Publié le 16 février 2026. L’intelligence artificielle pourrait automatiser une part significative des emplois de cols blancs dans les 12 à 18 prochains mois, selon des prévisions alarmantes de dirigeants de Microsoft et d’autres géants de la technologie. Cette perspective suscite des inquiétudes croissantes sur l’avenir du marché du travail et a déjà provoqué des turbulences sur les marchés boursiers.
- Mustafa Suleyman, PDG de Microsoft AI, anticipe une automatisation massive des emplois de cols blancs.
- Plusieurs dirigeants du secteur technologique partagent cette inquiétude, évoquant des suppressions d’emplois potentielles.
- L’automatisation est déjà visible dans le secteur du génie logiciel, mais sa fiabilité et son impact réel sur la productivité restent à évaluer.
Selon Mustafa Suleyman, les avancées récentes en matière d’intelligence artificielle rendent les modèles désormais capables d’égaler les performances humaines dans presque toutes les tâches professionnelles. Il estime que les professions telles que celles d’avocat, de comptable, de chef de projet et dans le domaine du marketing seront particulièrement touchées.
« Les emplois de cols blancs tels que les avocats, les comptables, les chefs de projet et le marketing, la plupart de leurs tâches seront entièrement automatisées par l’IA d’ici 12 à 18 mois. »
Mustafa Suleyman, PDG de Microsoft AI
Cette prédiction intervient dans un contexte de nervosité grandissante des investisseurs et des travailleurs face à l’impact de l’IA sur l’emploi. Le lancement récent d’un nouvel agent d’IA par Anthropic, jugé capable d’accomplir des tâches complexes, a même déclenché une vente massive d’actions dans le secteur technologique.
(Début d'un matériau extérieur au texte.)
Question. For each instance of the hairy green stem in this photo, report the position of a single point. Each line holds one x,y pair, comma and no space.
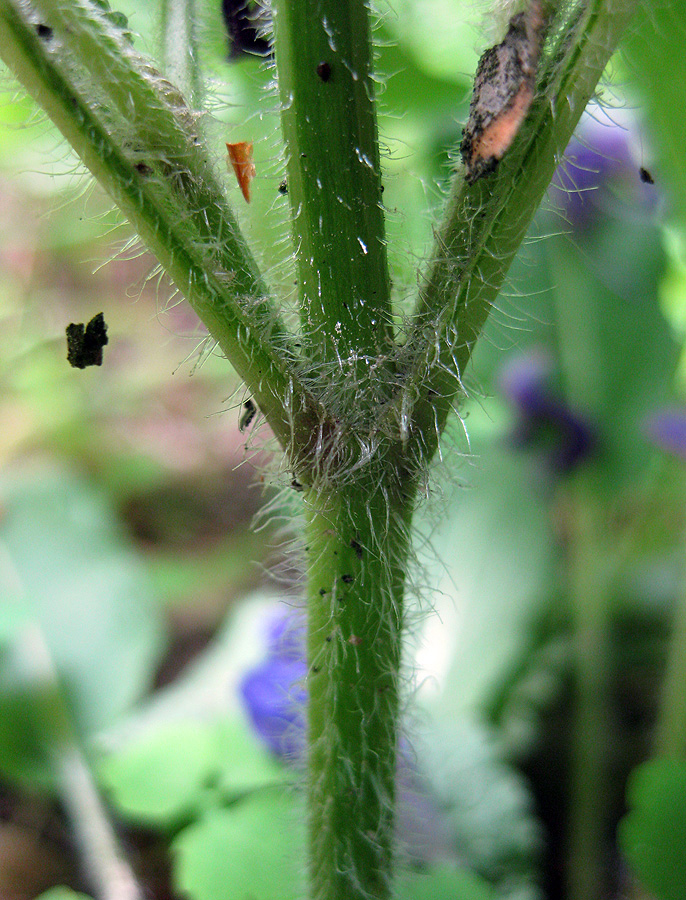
179,47
485,222
324,63
670,731
135,133
357,551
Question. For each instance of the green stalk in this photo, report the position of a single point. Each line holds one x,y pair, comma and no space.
324,63
179,47
48,711
133,130
357,551
670,731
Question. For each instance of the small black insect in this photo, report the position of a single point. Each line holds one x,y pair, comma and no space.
85,342
247,22
324,71
248,414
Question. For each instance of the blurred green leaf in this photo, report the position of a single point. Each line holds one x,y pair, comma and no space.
652,833
72,574
161,778
63,893
255,848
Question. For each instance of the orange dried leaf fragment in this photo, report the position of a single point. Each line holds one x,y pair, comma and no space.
240,158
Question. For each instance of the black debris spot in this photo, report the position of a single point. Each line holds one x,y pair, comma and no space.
504,88
85,342
324,71
248,414
357,548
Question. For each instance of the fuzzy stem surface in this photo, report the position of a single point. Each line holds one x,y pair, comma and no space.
485,222
136,134
358,543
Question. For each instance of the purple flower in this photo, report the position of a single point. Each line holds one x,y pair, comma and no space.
667,429
544,421
274,697
599,167
273,691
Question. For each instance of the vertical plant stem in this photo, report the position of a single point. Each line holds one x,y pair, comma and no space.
590,604
590,578
670,731
48,710
357,556
324,63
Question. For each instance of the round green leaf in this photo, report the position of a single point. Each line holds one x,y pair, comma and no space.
255,848
443,882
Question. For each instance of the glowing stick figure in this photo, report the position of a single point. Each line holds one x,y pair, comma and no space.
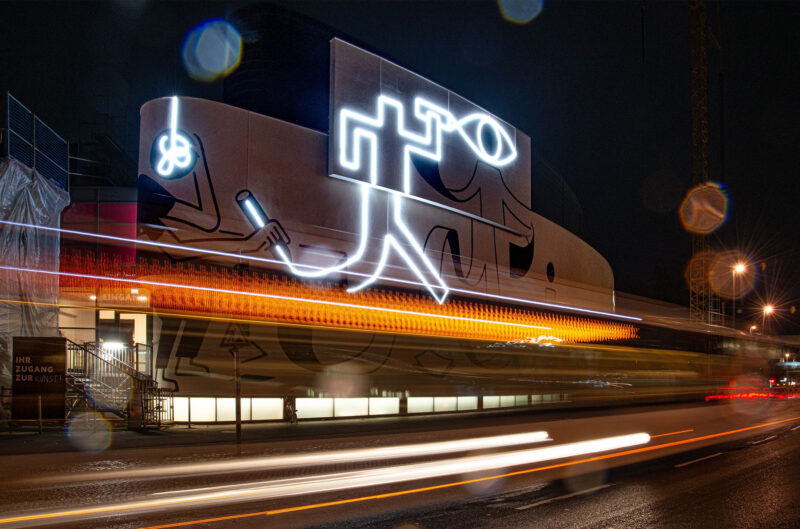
175,148
357,130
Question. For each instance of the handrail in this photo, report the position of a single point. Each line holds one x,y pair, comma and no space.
91,349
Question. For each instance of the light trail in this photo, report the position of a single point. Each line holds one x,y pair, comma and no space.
94,511
673,433
270,296
356,479
156,244
325,458
299,508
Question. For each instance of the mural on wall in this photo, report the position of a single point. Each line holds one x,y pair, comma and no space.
415,188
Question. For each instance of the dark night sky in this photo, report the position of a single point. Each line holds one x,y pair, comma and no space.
602,88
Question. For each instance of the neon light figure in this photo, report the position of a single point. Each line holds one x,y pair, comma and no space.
175,148
355,130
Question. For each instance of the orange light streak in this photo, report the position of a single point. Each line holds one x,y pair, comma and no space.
395,494
193,288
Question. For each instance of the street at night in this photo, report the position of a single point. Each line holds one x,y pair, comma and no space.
703,463
420,264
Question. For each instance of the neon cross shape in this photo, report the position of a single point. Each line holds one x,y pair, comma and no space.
357,130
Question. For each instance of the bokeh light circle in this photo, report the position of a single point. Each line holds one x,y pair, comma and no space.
699,265
212,50
520,11
725,282
704,209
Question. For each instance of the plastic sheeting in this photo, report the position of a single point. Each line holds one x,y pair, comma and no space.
28,300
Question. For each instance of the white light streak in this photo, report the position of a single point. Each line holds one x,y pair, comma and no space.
316,458
248,202
359,478
192,249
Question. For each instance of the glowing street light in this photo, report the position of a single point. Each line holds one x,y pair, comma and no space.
738,268
768,309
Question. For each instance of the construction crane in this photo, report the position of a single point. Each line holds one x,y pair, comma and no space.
699,290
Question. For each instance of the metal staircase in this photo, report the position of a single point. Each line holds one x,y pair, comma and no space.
105,381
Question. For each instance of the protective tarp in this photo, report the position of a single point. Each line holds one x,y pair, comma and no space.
28,297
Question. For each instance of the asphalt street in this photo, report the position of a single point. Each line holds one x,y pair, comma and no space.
722,465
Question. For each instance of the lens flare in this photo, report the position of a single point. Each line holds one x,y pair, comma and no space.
212,50
520,11
704,209
732,275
D’autres figures influentes du secteur partagent ces préoccupations. Dario Amodei, PDG d’Anthropic, a précédemment estimé que l’IA pourrait entraîner la suppression de jusqu’à 50 % des emplois de cols blancs de premier échelon. Sam Altman, PDG d’OpenAI, a également souligné le potentiel de l’IA à détruire certaines catégories d’emplois.
L’automatisation est déjà perceptible dans le secteur du génie logiciel, où de nombreux programmeurs utilisent désormais des outils de codage assisté par IA pour générer une grande partie de leur code. Microsoft indique même que plus d’un quart de son code est désormais écrit avec l’aide de l’IA. Le rôle des ingénieurs évolue alors vers des tâches plus stratégiques, axées sur le débogage, l’architecture des systèmes et leur mise en production.
Cependant, il est important de noter que la qualité des résultats fournis par l’IA n’est pas toujours irréprochable. Des études soulignent la nécessité de vérifications humaines répétées pour garantir l’exactitude et la sécurité des données. De plus, des recherches récentes montrent que l’utilisation de l’IA n’entraîne pas toujours une augmentation significative de la productivité, et peut même, dans certains cas, ralentir le flux de travail en raison de ces processus de double vérification.
Un phénomène de « IA washing » est également observé, où certaines entreprises utilisent l’argument de la transformation par l’IA pour justifier des licenciements motivés par des considérations de rentabilité.
Bien que l’adoption de l’IA soit encore à ses débuts, la transformation du marché du travail qu’elle induit n’est plus une simple hypothèse, mais un processus en cours. La question n’est plus de savoir si l’IA va changer le monde du travail, mais plutôt à quelle vitesse et quel sera son impact sur des millions de professionnels à travers le monde.